“Glee” recap (4.18): Forever Crying

 
 

Probably the four biggest complaints I heard about Glee last night were: 1) This is a comedy; how dare they do something so dramatic? 2) It’s way too soon after Newtown to show something like this on TV. 3) I can’t believe how emotionally manipulative that was. 4) It was pointless.

Look, I’m no champion of Glee. I’ve written way more harsh stuff about the show than I have nice stuff about the show, but all of those arguments are a little confusing to me. I didn’t see a single gay person complaining about Glee doing drama when Kurt and Santana were grappling with their sexuality and trying to summon the courage to come out. Or when Karofsky’s self-loathing homophobia nearly killed him. Or when Unique was trying to embrace her gender identity. Pretty much all of us applauded that drama, right? We said it was important. That’s why we get so angry at this show so much. Because when it tells important stories well, it tells them better than anybody.

And it’s always going to be too soon after a school shooting if we don’t do something to stop school shootings. Sandy Hook wasn’t the first. And it won’t be the last. If you wait three months to tell this story, or six months, or a year, who’s to say how many more school shootings will happen between now and then? No, the time to open a dialogue about a horrific thing is when there’s momentum to change the horrific thing. That time is right now.

As for emotional manipulation, I think one of the greatest things a story can strive to do is make you feel a thing you’ve never felt before, and would never feel otherwise. Again, we applaud this show when it does that for gay folks. We count on this show to do that for gay folks. We want it to show the world what it’s like to be gay, to be in a same-sex relationship. Is it emotionally manipulative to make straight people feel that? To feel what it’s like to be gay, to be a friend to someone who’s gay, to root for someone who’s gay? No, man. That’s just the power of story. And this episode put us right in the middle of a school shooting. The directing, the acting, the whole thing, it made us feel like we were trapped in that choir room with New Directions, or trapped in that bathroom stall with Brittany, or crying on the floor of the school kitchen like Marley’s mother. It was scary as hell, it was traumatic, and it was gut-stompingly sad. We were there with them, not breathing with them, crying with them. We were transported inside of a story and made to feel things we’d never felt before. That’s what story does.

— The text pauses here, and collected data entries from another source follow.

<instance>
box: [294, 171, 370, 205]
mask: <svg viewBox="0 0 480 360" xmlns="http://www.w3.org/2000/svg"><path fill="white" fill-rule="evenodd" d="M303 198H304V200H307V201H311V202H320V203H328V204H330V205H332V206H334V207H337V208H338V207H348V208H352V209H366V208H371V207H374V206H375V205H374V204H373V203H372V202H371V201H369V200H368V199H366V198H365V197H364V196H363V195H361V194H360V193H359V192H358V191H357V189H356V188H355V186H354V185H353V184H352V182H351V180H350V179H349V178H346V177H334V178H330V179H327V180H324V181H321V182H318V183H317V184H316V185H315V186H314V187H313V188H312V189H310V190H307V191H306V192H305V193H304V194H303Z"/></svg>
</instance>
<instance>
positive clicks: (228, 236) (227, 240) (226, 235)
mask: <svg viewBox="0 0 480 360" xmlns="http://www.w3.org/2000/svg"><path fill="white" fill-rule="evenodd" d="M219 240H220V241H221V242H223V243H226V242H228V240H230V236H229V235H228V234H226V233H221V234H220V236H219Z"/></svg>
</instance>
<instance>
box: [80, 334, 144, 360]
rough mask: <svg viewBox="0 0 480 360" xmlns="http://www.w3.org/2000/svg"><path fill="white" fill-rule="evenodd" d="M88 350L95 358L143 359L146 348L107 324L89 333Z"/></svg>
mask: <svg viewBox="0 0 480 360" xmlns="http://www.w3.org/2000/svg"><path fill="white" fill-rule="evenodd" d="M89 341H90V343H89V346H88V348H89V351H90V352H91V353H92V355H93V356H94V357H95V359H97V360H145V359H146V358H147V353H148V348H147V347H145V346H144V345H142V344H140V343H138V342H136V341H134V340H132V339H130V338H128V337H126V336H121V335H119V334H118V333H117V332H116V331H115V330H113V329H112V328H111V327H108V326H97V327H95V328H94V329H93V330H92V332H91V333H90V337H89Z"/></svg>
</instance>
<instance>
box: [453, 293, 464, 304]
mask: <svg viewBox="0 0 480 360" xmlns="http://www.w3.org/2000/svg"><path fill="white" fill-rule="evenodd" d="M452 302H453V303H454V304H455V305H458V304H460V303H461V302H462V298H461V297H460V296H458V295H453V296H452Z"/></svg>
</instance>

And yeah, in the moment when Sue confesses to being the one with the gun, it does feel pointless. But that’s not the end of the story, is it? It was Becky who had the gun, Becky who was just trying to take Brittany’s advice and prepare herself for the outside world. The point is that anyone can get his or her hands on a gun and most teenagers can just walk right into their high schools with guns in their backpacks. No, not everyone who has a gun wants to kill someone, but every gun has the potential to kill someone. Guns are everywhere in America and if someone wanted to walk into a school today in suburban Ohio and murder a whole classroom full of kindergarteners, they could do it. Gun violence in this country is out of fucking control. That’s the point. “Shooting Star” put us right in the middle of that point: “You feel how fucking terrible this is? Yeah, it’s a real thing. A real thing we need to address. Like now.”

And, frankly, the fact that it came right in the middle of an otherwise ludicrous episode of Glee, that’s also kind of the point. No one’s ever sitting around waiting for their school to get shot up. They’re planning what they’re going to wear to prom and strategizing about their basketball games in the afternoon and worrying about their term papers and living and laughing and loving and singing, and then their innocence is shattered with a single shot.

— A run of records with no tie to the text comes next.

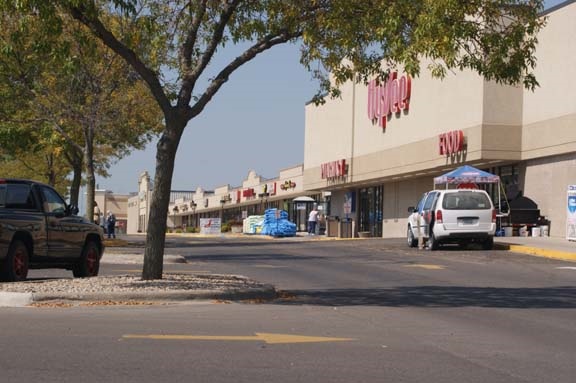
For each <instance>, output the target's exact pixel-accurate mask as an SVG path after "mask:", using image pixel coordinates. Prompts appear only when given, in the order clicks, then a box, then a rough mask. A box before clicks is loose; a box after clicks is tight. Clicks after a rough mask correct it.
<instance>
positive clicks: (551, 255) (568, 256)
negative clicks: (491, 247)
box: [507, 245, 576, 261]
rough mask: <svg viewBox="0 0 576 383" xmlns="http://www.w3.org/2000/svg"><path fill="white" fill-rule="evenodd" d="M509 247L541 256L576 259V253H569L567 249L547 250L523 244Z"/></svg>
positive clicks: (508, 246)
mask: <svg viewBox="0 0 576 383" xmlns="http://www.w3.org/2000/svg"><path fill="white" fill-rule="evenodd" d="M507 247H508V250H509V251H512V252H514V253H522V254H529V255H537V256H540V257H545V258H552V259H562V260H566V261H576V253H569V252H567V251H559V250H547V249H540V248H537V247H531V246H523V245H508V246H507Z"/></svg>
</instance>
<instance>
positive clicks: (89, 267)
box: [72, 241, 100, 278]
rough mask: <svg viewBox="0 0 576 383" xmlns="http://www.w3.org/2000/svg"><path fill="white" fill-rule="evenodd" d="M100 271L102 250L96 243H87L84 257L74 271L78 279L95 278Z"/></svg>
mask: <svg viewBox="0 0 576 383" xmlns="http://www.w3.org/2000/svg"><path fill="white" fill-rule="evenodd" d="M99 270H100V248H99V247H98V245H97V244H96V242H93V241H90V242H87V243H86V245H85V246H84V250H83V251H82V257H81V258H80V260H79V261H78V263H77V264H76V266H74V269H72V273H73V274H74V276H75V277H76V278H86V277H95V276H97V275H98V271H99Z"/></svg>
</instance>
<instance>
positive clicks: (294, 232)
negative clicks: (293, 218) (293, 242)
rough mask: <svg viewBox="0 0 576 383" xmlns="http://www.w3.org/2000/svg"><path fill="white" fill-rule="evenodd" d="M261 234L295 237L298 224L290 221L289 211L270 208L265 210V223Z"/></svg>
mask: <svg viewBox="0 0 576 383" xmlns="http://www.w3.org/2000/svg"><path fill="white" fill-rule="evenodd" d="M260 234H263V235H271V236H273V237H294V236H295V235H296V224H294V223H292V222H290V221H288V212H287V211H284V210H278V209H268V210H266V211H265V212H264V223H263V224H262V231H261V233H260Z"/></svg>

Anyway, Artie gets out his camera to record messages from the glee kids, in case they don’t make it out of the room. Of course it’s Artie because Artie is a director in his heart. The kids tell their parents they love them, tell them they’re sorry for not showing it all the time, tell them where to find the secret things they were scared to share with the rest of the world. Kitty crawls into Unique’s lap and cries. Sam has to be physically restrained by Beiste and Shue when he tries to bust out of the room to find Brittany. It is Mr. Schue who finds her locked in her bathroom stall. Heather Morris is transcendent. Tina is trapped outside the whole time, no idea if her family is OK, no idea how to get back inside and help them.

When it’s all over they all hug. And I drink a whole bottle of whiskey.